Well, yes, but what does it matter, Prairie, if a few sick people who aren't even real Americans don't get medical care?

What does it matter, indeed. In a similar context, I wondered that earlier last week at the report that the Indiana voter fraud blocked a group of real desperadoes from voting—nuns in their 80s and 90s.

And another poem filled my mind:
They came for...

You know it. If you don't, google Niemoller, it's past time you did.

But after watching 60 Minutes last night, and musing on this whole business of Sundays, and Mother's Days, and then reading Dana Priest's first in a series "Careless Detention," another mother came to mind.
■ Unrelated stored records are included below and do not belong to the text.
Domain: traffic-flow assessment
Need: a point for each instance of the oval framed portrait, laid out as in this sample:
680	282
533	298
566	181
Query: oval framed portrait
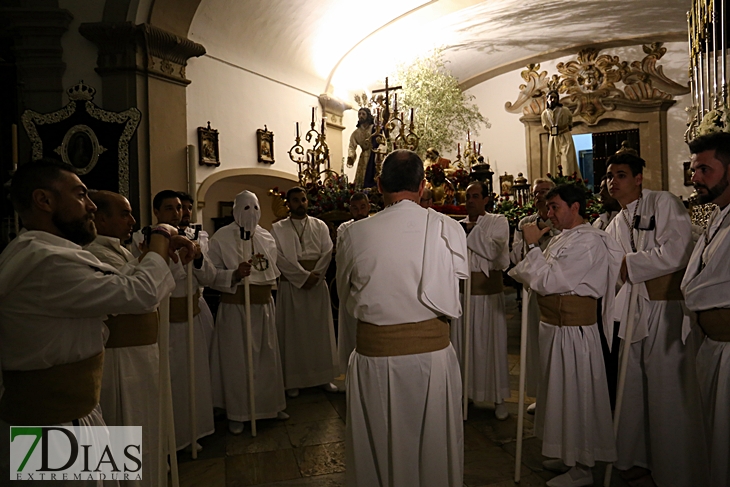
81	148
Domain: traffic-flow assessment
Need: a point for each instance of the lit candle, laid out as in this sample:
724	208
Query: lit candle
14	141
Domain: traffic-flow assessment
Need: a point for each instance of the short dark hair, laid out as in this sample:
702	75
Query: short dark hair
162	196
103	200
570	193
38	174
718	141
402	171
485	189
635	163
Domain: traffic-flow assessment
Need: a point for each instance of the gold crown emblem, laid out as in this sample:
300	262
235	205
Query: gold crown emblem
80	91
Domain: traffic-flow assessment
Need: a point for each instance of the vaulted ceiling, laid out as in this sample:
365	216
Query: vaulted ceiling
343	45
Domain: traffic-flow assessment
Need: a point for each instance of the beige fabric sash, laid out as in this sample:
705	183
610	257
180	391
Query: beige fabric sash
666	288
58	394
568	310
308	265
132	330
715	323
404	339
259	295
481	285
179	308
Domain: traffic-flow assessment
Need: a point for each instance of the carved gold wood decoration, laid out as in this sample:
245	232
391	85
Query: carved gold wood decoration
595	83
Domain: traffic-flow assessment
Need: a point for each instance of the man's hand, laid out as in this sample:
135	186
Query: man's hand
311	281
185	246
624	270
532	233
244	269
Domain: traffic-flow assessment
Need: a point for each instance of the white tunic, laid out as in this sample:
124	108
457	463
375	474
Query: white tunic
54	298
661	392
229	362
404	424
207	275
574	414
488	364
346	323
532	367
130	385
304	317
707	288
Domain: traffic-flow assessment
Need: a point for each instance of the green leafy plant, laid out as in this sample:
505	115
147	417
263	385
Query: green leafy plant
444	113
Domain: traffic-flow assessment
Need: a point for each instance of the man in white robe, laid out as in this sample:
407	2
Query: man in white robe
705	287
488	241
54	298
397	273
130	384
303	309
167	208
229	339
540	188
558	121
579	266
346	323
660	427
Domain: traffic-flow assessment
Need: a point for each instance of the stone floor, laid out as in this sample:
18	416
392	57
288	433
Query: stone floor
309	449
A young girl, pregnant, unmarried, forced to travel from one land to another to be counted. And the child she bore. Oh, there are loads of self-righteous fauxes who call themselves "Christian" and "compassionate conservative" and.... And they rule this land right now, they're entrenched in the bureaucracy of the government and the tony addresses on K Street, and the gleaming white bastion of SCOTUS.

And their prisons and their detention centers define them. And the rest of us. Never forget that. They define us, too. As Barack Obama has noted, "the fierce urgency of now"...it compels us all to be better than we have been.

Because, whatsoever ye do unto the least of my brethren, ye do unto me.